I was suitably humble for a moment and then I said ‘And how did I afford the Dolce and Gabbana dress? Have I got a new job?’

‘No,’ she said shortly. ‘You stole it.

‘And you got caught nicking it,’ she added. ‘You’re out on bail and due up in court the following Monday. And as soon as the dream man finds out you’re a potential jailbird he does a runner on you.’

Brigit appeared to be tired of playing the game.

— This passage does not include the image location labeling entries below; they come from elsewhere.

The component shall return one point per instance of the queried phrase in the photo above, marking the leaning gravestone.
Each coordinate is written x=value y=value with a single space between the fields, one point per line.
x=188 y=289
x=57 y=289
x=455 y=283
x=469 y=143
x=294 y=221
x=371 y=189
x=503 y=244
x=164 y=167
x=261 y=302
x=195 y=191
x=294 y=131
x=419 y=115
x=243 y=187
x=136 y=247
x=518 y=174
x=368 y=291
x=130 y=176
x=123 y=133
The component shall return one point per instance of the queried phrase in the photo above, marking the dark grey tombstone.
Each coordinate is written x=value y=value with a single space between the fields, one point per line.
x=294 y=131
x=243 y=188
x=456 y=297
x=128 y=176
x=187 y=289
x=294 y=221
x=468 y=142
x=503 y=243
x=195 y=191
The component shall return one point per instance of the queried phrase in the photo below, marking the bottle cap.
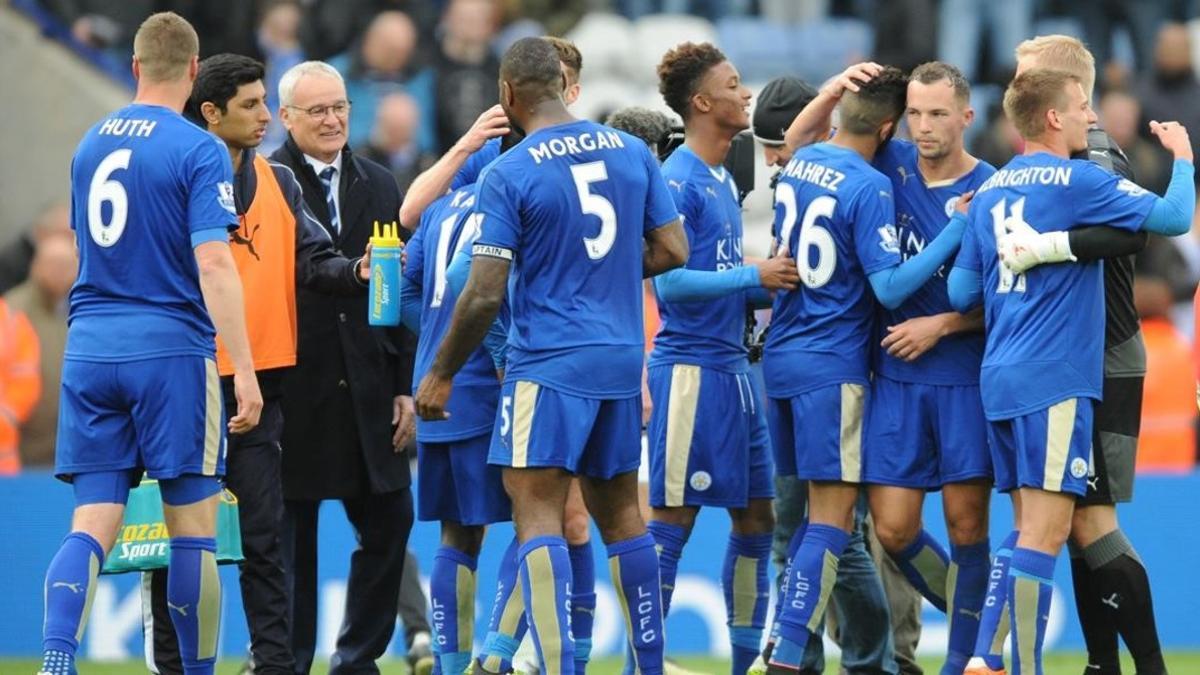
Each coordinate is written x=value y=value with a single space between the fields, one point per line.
x=390 y=237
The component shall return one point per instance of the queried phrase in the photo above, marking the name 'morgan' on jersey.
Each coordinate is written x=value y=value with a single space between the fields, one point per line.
x=922 y=211
x=707 y=333
x=834 y=214
x=570 y=205
x=147 y=187
x=1044 y=327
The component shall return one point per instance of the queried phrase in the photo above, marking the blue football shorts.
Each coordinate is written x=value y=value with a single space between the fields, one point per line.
x=161 y=414
x=819 y=435
x=708 y=438
x=1049 y=449
x=539 y=426
x=924 y=435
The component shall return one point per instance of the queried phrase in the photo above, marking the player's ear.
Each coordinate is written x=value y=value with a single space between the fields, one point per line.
x=210 y=113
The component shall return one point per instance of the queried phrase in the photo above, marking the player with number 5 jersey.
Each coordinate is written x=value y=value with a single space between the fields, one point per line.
x=580 y=213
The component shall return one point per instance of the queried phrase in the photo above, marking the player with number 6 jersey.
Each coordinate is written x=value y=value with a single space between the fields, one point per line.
x=151 y=204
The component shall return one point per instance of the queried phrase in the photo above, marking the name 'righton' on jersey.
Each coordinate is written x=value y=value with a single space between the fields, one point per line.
x=586 y=142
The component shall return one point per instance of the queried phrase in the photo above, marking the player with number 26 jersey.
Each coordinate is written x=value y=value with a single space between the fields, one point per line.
x=570 y=205
x=148 y=186
x=835 y=215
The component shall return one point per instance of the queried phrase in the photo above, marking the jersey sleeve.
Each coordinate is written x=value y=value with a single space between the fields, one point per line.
x=969 y=251
x=874 y=221
x=1104 y=198
x=210 y=189
x=660 y=204
x=499 y=208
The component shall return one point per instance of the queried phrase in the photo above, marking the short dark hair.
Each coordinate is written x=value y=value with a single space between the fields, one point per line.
x=533 y=70
x=876 y=102
x=936 y=71
x=682 y=70
x=1031 y=94
x=569 y=54
x=651 y=126
x=219 y=79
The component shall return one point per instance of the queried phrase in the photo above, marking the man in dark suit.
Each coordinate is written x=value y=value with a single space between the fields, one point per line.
x=347 y=405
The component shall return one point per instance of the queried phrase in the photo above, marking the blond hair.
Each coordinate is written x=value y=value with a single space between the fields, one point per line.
x=165 y=46
x=1031 y=94
x=1061 y=53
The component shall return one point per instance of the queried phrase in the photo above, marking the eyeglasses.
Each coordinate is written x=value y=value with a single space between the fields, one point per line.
x=317 y=113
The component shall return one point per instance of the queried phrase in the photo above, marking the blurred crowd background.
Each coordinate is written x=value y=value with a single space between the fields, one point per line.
x=419 y=72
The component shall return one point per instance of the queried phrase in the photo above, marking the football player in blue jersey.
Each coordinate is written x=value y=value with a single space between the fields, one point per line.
x=1043 y=363
x=581 y=213
x=708 y=441
x=457 y=487
x=835 y=214
x=925 y=428
x=153 y=208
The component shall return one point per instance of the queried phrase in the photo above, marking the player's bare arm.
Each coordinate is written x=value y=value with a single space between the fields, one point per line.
x=221 y=287
x=911 y=339
x=815 y=120
x=473 y=316
x=436 y=180
x=666 y=248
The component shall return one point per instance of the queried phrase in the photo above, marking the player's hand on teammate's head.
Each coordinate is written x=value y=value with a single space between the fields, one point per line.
x=1174 y=136
x=250 y=402
x=964 y=204
x=851 y=78
x=491 y=124
x=431 y=398
x=778 y=273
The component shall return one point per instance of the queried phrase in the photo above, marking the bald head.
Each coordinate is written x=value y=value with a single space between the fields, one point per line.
x=532 y=72
x=389 y=42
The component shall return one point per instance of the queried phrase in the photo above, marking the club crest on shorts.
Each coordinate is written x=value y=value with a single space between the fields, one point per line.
x=1078 y=467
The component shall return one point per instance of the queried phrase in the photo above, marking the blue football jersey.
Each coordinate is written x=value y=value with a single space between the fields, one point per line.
x=570 y=205
x=471 y=169
x=835 y=215
x=1045 y=328
x=707 y=333
x=447 y=226
x=145 y=186
x=922 y=211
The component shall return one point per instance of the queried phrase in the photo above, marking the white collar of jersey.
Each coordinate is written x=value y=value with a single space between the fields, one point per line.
x=319 y=166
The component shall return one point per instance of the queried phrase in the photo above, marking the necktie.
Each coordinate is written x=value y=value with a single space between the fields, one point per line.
x=327 y=179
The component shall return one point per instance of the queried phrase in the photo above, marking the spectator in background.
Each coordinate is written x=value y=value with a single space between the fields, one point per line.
x=1101 y=18
x=17 y=255
x=385 y=61
x=964 y=25
x=394 y=139
x=42 y=299
x=279 y=40
x=1121 y=117
x=999 y=142
x=467 y=69
x=1171 y=91
x=330 y=27
x=903 y=33
x=19 y=382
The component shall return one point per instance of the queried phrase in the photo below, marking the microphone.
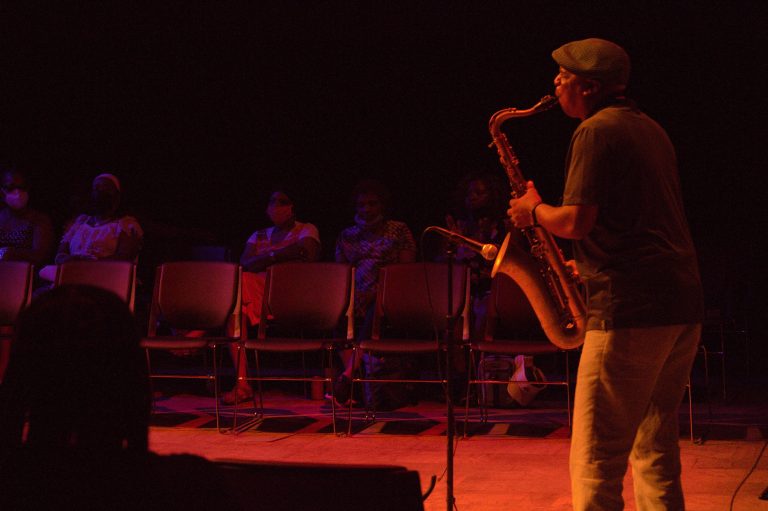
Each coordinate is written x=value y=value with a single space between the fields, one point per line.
x=487 y=250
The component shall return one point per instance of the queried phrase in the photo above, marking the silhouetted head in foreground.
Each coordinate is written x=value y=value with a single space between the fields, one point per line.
x=77 y=376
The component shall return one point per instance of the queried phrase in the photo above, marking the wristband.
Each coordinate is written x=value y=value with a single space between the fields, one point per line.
x=533 y=215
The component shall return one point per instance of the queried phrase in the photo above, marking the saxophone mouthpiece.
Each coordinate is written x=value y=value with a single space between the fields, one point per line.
x=546 y=103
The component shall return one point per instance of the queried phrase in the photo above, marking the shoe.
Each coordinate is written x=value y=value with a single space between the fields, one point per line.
x=342 y=389
x=240 y=393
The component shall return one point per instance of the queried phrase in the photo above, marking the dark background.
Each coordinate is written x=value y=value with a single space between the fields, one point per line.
x=199 y=107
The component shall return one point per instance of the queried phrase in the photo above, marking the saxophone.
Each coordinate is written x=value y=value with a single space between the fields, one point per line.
x=549 y=284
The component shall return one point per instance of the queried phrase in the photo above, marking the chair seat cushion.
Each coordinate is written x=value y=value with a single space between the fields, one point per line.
x=400 y=345
x=515 y=347
x=287 y=344
x=171 y=342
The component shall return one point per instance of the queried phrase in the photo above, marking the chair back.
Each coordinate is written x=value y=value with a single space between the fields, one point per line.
x=197 y=295
x=510 y=314
x=308 y=296
x=413 y=298
x=15 y=289
x=118 y=277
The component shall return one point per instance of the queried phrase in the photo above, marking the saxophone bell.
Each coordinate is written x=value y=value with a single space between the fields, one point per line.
x=540 y=271
x=487 y=250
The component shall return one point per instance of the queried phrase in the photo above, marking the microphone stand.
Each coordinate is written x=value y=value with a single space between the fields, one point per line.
x=489 y=252
x=450 y=252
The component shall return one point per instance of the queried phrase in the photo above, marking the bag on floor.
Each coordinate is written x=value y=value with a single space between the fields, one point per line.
x=389 y=396
x=526 y=374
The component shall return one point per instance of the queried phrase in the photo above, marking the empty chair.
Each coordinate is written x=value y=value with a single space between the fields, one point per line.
x=411 y=317
x=116 y=276
x=511 y=329
x=200 y=296
x=15 y=290
x=307 y=307
x=16 y=279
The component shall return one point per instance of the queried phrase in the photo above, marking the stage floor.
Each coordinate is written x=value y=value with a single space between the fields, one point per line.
x=519 y=460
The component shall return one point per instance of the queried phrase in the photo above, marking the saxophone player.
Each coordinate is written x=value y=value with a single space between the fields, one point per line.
x=622 y=208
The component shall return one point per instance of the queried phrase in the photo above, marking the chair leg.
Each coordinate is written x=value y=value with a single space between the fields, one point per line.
x=216 y=389
x=151 y=386
x=260 y=409
x=333 y=404
x=351 y=392
x=470 y=369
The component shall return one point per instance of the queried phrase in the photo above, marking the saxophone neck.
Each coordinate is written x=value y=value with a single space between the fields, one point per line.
x=497 y=119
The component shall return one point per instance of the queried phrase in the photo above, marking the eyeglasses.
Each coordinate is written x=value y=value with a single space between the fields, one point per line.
x=13 y=188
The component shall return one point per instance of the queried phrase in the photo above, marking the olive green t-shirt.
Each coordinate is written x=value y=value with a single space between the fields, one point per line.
x=638 y=263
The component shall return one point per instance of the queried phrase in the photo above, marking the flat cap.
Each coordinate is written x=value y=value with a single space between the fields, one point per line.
x=595 y=58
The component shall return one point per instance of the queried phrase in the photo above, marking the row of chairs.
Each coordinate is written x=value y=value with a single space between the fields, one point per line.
x=308 y=307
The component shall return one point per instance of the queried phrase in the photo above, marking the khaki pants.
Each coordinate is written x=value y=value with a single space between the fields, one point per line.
x=628 y=392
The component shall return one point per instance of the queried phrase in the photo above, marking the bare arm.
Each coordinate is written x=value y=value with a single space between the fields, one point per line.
x=570 y=222
x=306 y=249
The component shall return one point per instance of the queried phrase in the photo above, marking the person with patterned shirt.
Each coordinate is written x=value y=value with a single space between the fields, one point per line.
x=104 y=233
x=622 y=207
x=374 y=241
x=25 y=234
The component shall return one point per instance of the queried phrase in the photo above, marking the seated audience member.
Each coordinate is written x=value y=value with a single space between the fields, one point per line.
x=74 y=415
x=102 y=233
x=286 y=240
x=374 y=241
x=480 y=214
x=25 y=234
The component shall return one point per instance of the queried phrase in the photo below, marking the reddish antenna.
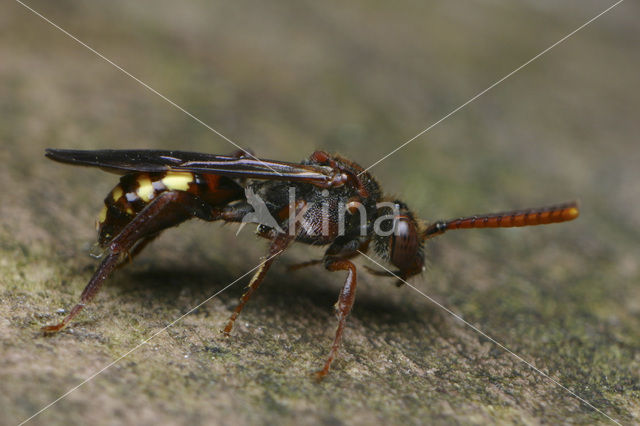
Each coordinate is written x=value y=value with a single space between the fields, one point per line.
x=528 y=217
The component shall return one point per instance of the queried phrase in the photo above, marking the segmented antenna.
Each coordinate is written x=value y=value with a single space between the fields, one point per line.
x=529 y=217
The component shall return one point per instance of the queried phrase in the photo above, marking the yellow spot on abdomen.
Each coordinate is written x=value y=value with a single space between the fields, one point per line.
x=145 y=188
x=177 y=181
x=101 y=217
x=116 y=193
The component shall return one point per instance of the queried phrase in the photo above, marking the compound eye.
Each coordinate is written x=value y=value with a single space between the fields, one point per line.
x=405 y=246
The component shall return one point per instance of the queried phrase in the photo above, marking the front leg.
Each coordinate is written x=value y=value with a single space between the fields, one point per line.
x=343 y=306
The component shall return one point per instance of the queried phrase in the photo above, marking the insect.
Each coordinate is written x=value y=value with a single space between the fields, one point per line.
x=326 y=200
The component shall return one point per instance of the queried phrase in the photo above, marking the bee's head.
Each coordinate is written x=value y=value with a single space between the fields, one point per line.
x=398 y=239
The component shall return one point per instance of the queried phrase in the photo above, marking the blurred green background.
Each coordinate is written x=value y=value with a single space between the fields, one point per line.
x=359 y=78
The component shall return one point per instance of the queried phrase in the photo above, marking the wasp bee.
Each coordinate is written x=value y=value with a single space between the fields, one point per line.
x=326 y=200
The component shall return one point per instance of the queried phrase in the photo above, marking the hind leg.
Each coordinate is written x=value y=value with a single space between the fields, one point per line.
x=167 y=210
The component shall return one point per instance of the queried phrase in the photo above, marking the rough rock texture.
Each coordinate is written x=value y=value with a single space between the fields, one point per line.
x=357 y=78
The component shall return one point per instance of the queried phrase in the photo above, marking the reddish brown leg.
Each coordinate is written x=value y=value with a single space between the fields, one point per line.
x=343 y=307
x=278 y=245
x=169 y=209
x=301 y=265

‘Anyway, you don’t need me to do this for you anymore,’ she said. ‘You have a fella.’

‘Don’t,’ I squirmed.

‘But you do,’ she said. ‘What’s Luke? He’s a fella, there’s no denying it.’

‘Stop.’

‘What’s up with you?’ she said in exasperation. ‘I think he’s lovely.’

‘Why don’t you go out with him then?’

‘Rachel,’ she said in a loud voice. ‘Stop it. I said I liked him, I didn’t say I fancied him. You’d really want to do something about that jealousy of yours.’

‘I’m not jealous,’ I objected hotly. I hated being called jealous.

‘Well, you’re something,’ she said.

I didn’t reply because she’d started me thinking about Luke. Even though I couldn’t make up my mind what I felt about him, I always became mildly hypnotized at the mere mention of him. My brain kind of glazed over.

He was officiallyish, my boyfriend. Since the dinner in The Good and Dear, I’d spent every weekend with him. But now that I was back in control with him, my previous ambivalence reared its head and I wasn’t so sure I still wanted him.

Every Sunday I promised myself that the following Saturday I would do something different. Something glamorous that involved trendy people whose star couldn’t have been more in the ascendant if it tried. Not Luke Costello. But every six days later I was powerless to resist when Luke said ‘What do you want to do tonight, babe?’

‘Right, now your turn,’ I said, coming to. I was keen to change the subject. ‘You’ve just had a really bad dose of the flu, no wait, food poisoning, because you ate some gone-off ice cream and you puked for a week.’

‘Ice cream doesn’t go off,’ she interrupted.

‘Doesn’t it? I’m sure it does. Not that it ever gets the chance around me. Anyway, who cares, you got food poisoning and you’re like a skeleton. So thin that people come up to you and say, “I think you’ve lost too much, Brigit, you’d really want to put some back on, you’re like someone from a concentration camp.” ’

‘Lovely.’ Brigit drummed her heels on the bed with pleasure.

‘Yes, people are muttering about you and you can hear them saying, “She looks absolutely wretched.” So we go to a party and you haven’t seen Carlos for ages, but he’s there…’

‘No,’ she interrupted. ‘Not Carlos.’

‘Why not?’ I hooted in surprise.

‘Because I’m over him.’

‘Are you?’ I was even more surprised. ‘But I didn’t know you’d met someone else.’